Real readers don't need a list 'Great books' lists miss the point: Reading should be a joyous discovery, not a duty.

July 26, 1998|By Laura Lippman | Laura Lippman,SUN STAFF

Another day, another list, another controversy.

Actually, it's two lists this time, but on the same subject and both announced last week: The top 100 "great" English-language books of the 20th century. The first was compiled by the editorial board of Random House's Modern Library (which happens to publish most of the 100 selections on its list). The second came from students in the Radcliffe publishing course, and also was compiled under the direction of Random House's Christopher Cerf.

Both lists are provocative. Lists always are. If, for some reason, you wish to call a great deal of attention to yourself, make up a list. Circulate it to major news agencies and watch the fun begin. How do you think Mr. Blackwell got started?)

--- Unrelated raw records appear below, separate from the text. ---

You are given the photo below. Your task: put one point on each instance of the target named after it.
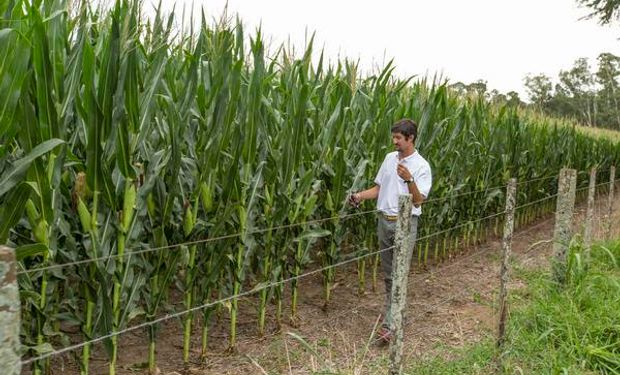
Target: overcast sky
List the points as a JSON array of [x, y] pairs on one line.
[[499, 41]]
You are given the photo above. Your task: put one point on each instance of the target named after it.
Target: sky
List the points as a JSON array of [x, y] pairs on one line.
[[499, 41]]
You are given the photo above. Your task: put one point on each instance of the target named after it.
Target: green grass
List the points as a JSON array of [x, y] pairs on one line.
[[569, 330]]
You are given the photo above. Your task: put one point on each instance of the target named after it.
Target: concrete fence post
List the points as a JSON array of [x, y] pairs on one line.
[[610, 201], [563, 233], [10, 361], [509, 216], [587, 230], [403, 242]]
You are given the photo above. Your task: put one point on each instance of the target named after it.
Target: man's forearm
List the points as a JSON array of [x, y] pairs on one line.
[[416, 197], [371, 193]]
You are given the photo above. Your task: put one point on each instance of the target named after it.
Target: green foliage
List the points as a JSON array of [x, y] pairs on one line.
[[590, 97], [575, 330]]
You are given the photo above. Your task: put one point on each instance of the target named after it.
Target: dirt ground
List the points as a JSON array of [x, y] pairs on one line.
[[450, 305]]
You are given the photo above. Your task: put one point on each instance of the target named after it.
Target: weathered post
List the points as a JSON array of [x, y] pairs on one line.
[[610, 201], [9, 313], [587, 230], [563, 222], [509, 216], [403, 242]]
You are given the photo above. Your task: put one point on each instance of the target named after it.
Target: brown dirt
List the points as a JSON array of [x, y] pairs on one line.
[[450, 305]]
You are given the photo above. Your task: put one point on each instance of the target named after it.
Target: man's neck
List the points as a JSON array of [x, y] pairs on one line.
[[407, 153]]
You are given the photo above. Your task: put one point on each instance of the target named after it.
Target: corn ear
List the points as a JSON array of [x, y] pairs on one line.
[[84, 214]]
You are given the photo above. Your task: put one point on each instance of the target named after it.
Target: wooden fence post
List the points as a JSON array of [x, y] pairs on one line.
[[509, 216], [10, 361], [562, 233], [610, 201], [403, 243], [587, 230]]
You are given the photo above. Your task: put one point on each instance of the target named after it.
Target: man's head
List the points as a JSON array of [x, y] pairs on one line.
[[404, 135]]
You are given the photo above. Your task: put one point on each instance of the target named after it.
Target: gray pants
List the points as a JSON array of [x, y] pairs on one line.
[[386, 231]]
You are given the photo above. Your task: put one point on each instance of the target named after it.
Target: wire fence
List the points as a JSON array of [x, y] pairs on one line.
[[134, 251], [290, 279]]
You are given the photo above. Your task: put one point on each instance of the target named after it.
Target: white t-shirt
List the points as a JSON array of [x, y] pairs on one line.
[[391, 185]]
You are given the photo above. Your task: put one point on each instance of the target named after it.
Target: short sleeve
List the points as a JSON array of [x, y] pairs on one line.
[[424, 180], [380, 174]]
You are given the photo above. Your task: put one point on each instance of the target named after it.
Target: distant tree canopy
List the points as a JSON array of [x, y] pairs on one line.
[[592, 97], [479, 88], [605, 10]]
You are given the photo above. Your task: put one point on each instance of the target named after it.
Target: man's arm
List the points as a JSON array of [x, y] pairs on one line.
[[371, 193], [416, 196], [356, 198]]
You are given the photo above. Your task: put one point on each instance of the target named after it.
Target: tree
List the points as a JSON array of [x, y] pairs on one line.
[[607, 77], [539, 89], [605, 10], [578, 84], [513, 99]]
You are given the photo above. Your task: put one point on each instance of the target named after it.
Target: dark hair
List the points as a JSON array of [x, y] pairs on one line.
[[406, 127]]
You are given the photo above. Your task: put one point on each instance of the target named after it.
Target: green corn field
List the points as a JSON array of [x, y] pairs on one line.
[[122, 135]]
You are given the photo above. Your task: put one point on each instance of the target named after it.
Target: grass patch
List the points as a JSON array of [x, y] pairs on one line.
[[573, 329]]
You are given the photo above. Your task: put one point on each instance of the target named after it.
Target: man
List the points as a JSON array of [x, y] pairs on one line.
[[403, 171]]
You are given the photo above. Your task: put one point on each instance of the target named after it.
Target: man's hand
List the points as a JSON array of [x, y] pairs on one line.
[[355, 200], [403, 172]]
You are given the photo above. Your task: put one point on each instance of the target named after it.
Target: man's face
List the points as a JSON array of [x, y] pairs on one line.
[[401, 143]]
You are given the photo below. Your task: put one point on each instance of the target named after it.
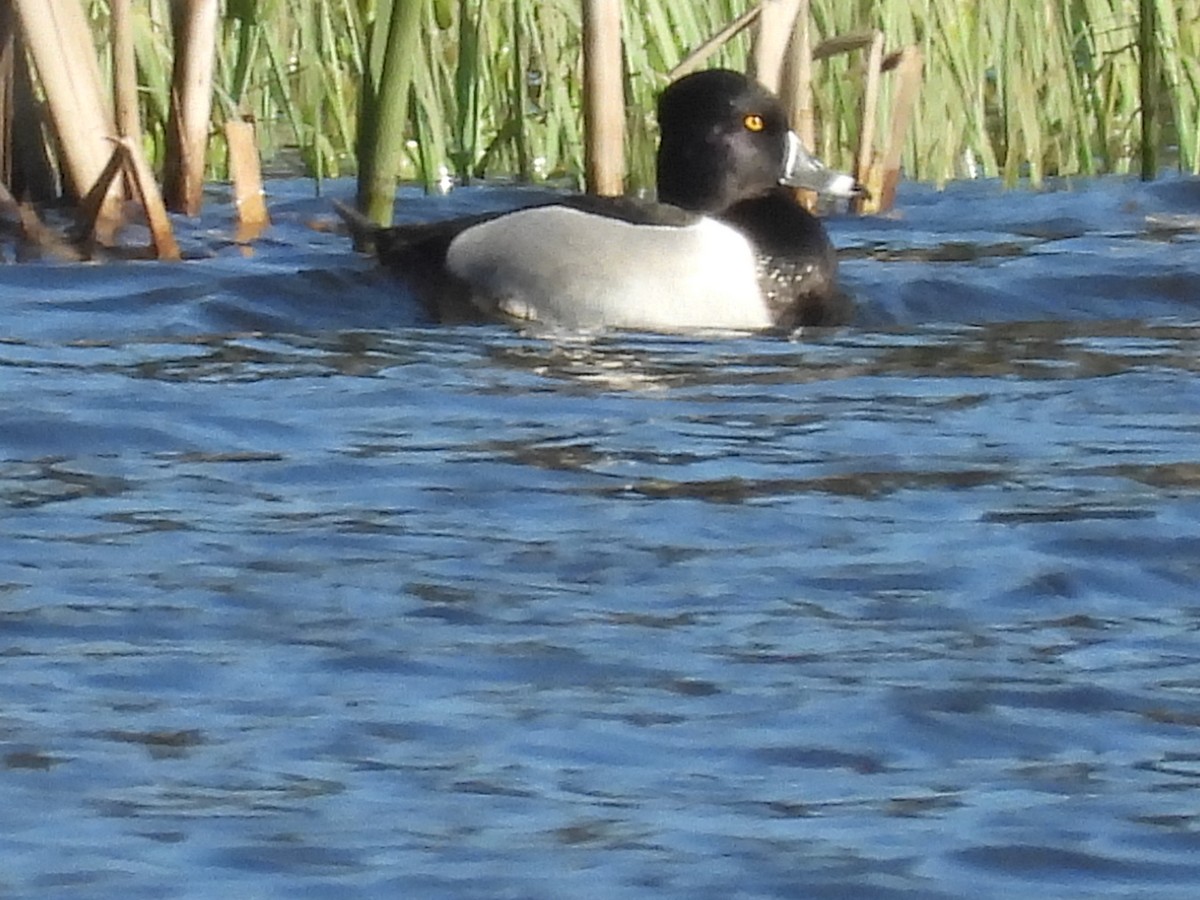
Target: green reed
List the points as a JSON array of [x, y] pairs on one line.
[[1018, 90]]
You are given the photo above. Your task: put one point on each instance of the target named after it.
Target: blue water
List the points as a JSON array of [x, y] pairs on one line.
[[301, 597]]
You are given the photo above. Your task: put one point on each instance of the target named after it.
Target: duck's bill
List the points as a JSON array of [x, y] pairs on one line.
[[803, 169]]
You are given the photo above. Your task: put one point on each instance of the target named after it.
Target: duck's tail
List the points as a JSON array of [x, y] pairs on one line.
[[364, 232]]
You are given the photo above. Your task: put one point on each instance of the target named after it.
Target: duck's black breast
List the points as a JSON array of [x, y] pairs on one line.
[[797, 264]]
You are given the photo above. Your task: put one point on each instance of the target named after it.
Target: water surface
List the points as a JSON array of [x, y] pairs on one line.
[[303, 597]]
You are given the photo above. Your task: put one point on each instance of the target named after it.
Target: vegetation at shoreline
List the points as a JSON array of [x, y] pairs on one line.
[[1015, 90]]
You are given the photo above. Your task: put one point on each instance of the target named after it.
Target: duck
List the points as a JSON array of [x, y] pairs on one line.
[[724, 247]]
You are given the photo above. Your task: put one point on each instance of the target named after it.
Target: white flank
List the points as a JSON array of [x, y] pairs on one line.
[[565, 268]]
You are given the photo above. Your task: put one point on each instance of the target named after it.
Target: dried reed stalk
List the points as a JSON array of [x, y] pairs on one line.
[[195, 28], [59, 42]]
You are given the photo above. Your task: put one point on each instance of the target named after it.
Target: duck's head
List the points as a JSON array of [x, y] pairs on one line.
[[724, 138]]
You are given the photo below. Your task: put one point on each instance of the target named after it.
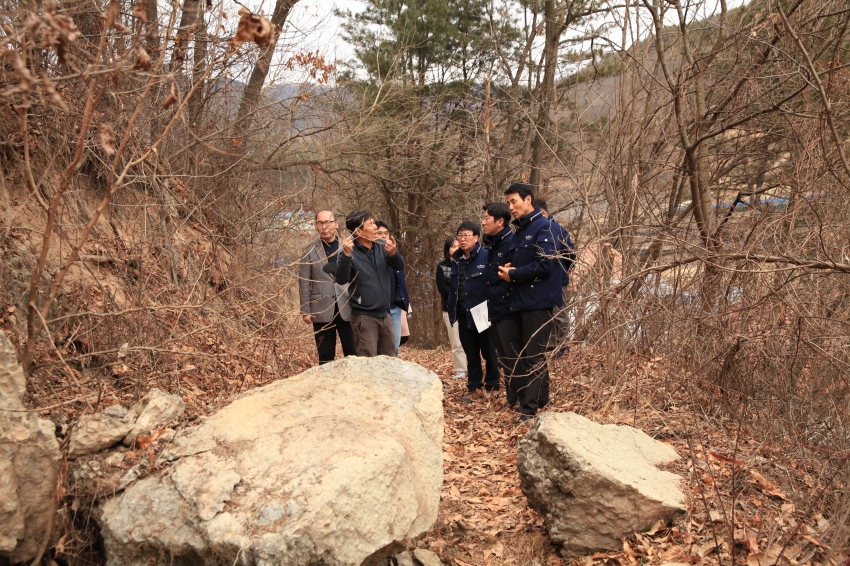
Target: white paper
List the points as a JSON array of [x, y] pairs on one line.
[[480, 317]]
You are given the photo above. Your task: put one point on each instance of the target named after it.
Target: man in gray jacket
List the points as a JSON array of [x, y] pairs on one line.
[[364, 264], [324, 303]]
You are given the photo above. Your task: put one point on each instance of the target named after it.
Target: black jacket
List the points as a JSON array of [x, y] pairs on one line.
[[536, 279], [498, 254], [444, 285], [367, 272]]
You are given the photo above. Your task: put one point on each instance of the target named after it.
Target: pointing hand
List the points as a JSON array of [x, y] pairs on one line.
[[390, 246], [347, 244]]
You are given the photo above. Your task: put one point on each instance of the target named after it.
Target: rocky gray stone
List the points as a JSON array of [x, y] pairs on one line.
[[340, 465], [154, 410], [93, 433], [594, 484], [424, 557], [29, 464]]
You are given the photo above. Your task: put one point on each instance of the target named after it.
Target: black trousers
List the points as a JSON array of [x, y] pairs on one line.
[[524, 344], [477, 345], [325, 333], [507, 346]]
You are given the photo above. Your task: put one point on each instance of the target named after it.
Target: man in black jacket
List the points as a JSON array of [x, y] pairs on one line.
[[535, 281], [364, 264]]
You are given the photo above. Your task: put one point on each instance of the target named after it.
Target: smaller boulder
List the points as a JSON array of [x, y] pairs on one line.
[[415, 557], [92, 433], [595, 484], [154, 410]]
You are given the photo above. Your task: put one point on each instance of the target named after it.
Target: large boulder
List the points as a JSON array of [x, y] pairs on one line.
[[594, 484], [29, 464], [340, 465], [92, 433]]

Yet the generational/gender schisms inherent in such an exercise should have been predictable. The Radcliffe students included children's classics such as "Charlotte's Web"; the Random House panel skewed toward books written in the 1930s and '40s. Rather than analyze the lists -- and, by extension, their makers -- it might be more interesting to analyze the way we react to such pronouncements.

I asked the 3,000 members of the DorothyL "listserv," a daily Internet digest to which I belong, to write about the Random House list. DL, as its members call it, is for passionate aficionados of mystery fiction. But it is first and foremost a list of readers - well-educated and opinionated.

Their posted responses show, as one put it, that there may be as many as 100 ways to respond to the top 100.

* Meredith Gillette, of Milwaukee, who is working toward a Ph.D. in English and has read most of the 100: "I think the list is laughable -- seems to me to have a heavy emphasis on the male fantasy life -- both sexual and otherwise (and there's not much otherwise.) Tells a lot more about the judges than I care to know."

* G. Miki Hayden, author of "Pacific Empire," a New York Times summer reading pick: "In reality, once the book is read, we only remember certain key portions anyway, usually our reaction to the book and not the book itself. The whole thing is a futile endeavor of the kind to which human creatures and their surfacey minds are partial."

* Laurel Kristick, physical sciences coordinator, Oregon State University: "I looked at the list not as something I had to read, but to check how my reading reflects the list. I've read 12 of the 100 titles and some of those books I wouldn't classify as a great 20th century novel."

* Steve Brewer, mystery writer, Albuquerque, N.M.: "People get argumentative about lists of best books because they consider themselves well-read, and a list like the Modern Library's Top 100 shows how many holes exist in their knowledge."

* Beth Foxwell, editor and writer, Alexandria, Va.: "Lists of 'the best' works invariably provoke comment for their reliance on 'dead white men,' but they are a good starting point for young readers. In this video-obsessed age, any way that people, especially young people, are impelled to pick up a book is laudable. (Although I have never recovered from being forced to read 'Moby Dick' in high school.)"

Foxwell's point brings us to the personal portion of this program. As a child, I read what my older sister read, and I read what was forbidden, implicitly or explicitly. I read "Lolita" (No. 4) when I was 12. I began my compulsive consumption of Philip Roth ("Portnoy's Complaint," No. 52) because someone told me you could not be a feminist and a Roth fan.

By the same token, an early force-feeding of William Faulk- ner's "The Sound and the Fury" (No. 6) backfired. A high school teacher was so intent on "proving" that Faulkner was better than my then-hero, John Steinbeck ("The Grapes of Wrath," No. 10) that the joy of discovery essential to the reader-writer relationship was forever compromised.

The Random House list reminded me of books I intend to read ("The Alexandria Quartet," by Lawrence Durrell, No. 70; John Dos Passos' "U.S.A." trilogy, No. 23; Arthur Koestler's "Darkness at Noon," No. 8). But it can't persuade me to try those books already discarded under the "life's too short" rationale. Yes, that means "Finnegans Wake" (No. 77).

The last list that shaped my reading habits was in "American Literature, the Makers and the Making," published in 1974 by Cleanth Brooks, R.W.B. Lewis and Robert Penn Warren.

Why that list? Because I was still young (read: malleable) and it was very short, with only nine "musts." I read all nine. But, perverse as ever, I preferred the "optional" list, which introduced to Theodore Dreiser ("An American Tragedy," No. 16; "Sister Carrie," No. 33) and Richard Wright ("Native Son," No. 20).

A few years ago, Esquire was the literary controversy of the moment, after publishing an alphabetical "canon" from Yale scholar Harold Bloom. For a while, I had that list on the refrigerator, thinking I might work through Bloom's books. I never made it past Walter Abish.